3) Facilitate OOH experience. As far as I can work out, there’s nothing to stop you putting a new TV in your local pub or sports club, even if this act happens to coincide with the Olympics. If you’ve got people congregating in one area and you’ve got the opportunity to put your product in front of them, you need to take it.
If you’re a bigger brand, why not look to organise an OOH experience with a big screen TV, some food and a party atmosphere?
Use community links and bonds to bring people together in an experience facilitated by you – create an event to remember.
4) Read Gary Burt’s comment on my original Olympics post and think about how it applies to you.
How can you access the prevailing mood of sporting optimism, without relying on the Olympics? If you’ve been thinking about sponsoring a local sports team, this could be the time to roll out the agreement.
Think about how you can market to the people who don’t want to watch the Games. Versions of Ikea’s Man-creche idea could start to circulate (although I wouldn’t recommend you do this – Ikea already own that precise space).

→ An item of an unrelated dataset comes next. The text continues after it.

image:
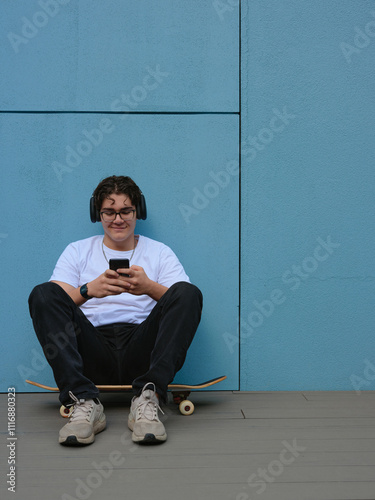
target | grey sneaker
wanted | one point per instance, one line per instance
(143, 418)
(86, 420)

5) Don’t mention the Games. Whatever you do this summer, the biggest impact on your bottom line will be mentioning the Olympics, the Games, TeamGB or drawing a link between your brand and the London 2012 Games.
In other words, you’ll get sued.
IF you’re not an official sponsor, trying to use Olympics wording, motifs or even subtle design cues just aren’t worth it.
Over to you.
These are ways I think that you can take advantage of the Olympics this year, without breaking any of the rules.
There will, of course, be many other thoughts, and I’d love to hear them – so please comment below!
If you’re interested in hearing more, or want me to discuss your precise needs in greater depth, please get in contact>. I would love to do business with you.
Disclaimer: The above are my suggestions and this editorial piece is in no way sanctioned by LOCOG. Should you choose to try and leverage the Olympics and choose to use any of the banned words or symbols, or in any other way appear to make an official link between your business and the Olympics, that’s your risk and in no way am I responsible for any outcome.